Multiligament Knee Reconstruction: The Pittsburgh Approach

Chapter 86


Multiligament Knee Reconstruction


The Pittsburgh Approach






Important Points



• Dislocation should be suspected in a knee with gross instability in two or more ligament groups and warrants a high index of suspicion for associated vascular and nerve injuries.


• Acute surgical indications include the presence of vascular injury requiring intervention, open or irreducible knee dislocation, and compartment syndrome.


• Relative indications for early intervention include displaced meniscus tears and grade 3 injury to the posterolateral corner structures.


• Delayed and/or staged surgery is acceptable in many patients to decrease the risk of arthrofibrosis. We routinely wait 6 to 8 weeks to allow for resolution of acute inflammation and restoration of quadriceps strength and knee range of motion.
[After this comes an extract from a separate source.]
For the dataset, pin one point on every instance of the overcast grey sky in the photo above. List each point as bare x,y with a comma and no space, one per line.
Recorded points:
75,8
• The examination under anesthesia is a critical step in the final surgical plan. In most patients we consider it more important than magnetic resonance imaging (MRI) in assessing the degree of ligamentous laxity.


• Expect clinical outcomes after multiligamentous knee injuries to be less successful than after standard anterior cruciate ligament (ACL) surgery.


• Be prepared for any and all complications!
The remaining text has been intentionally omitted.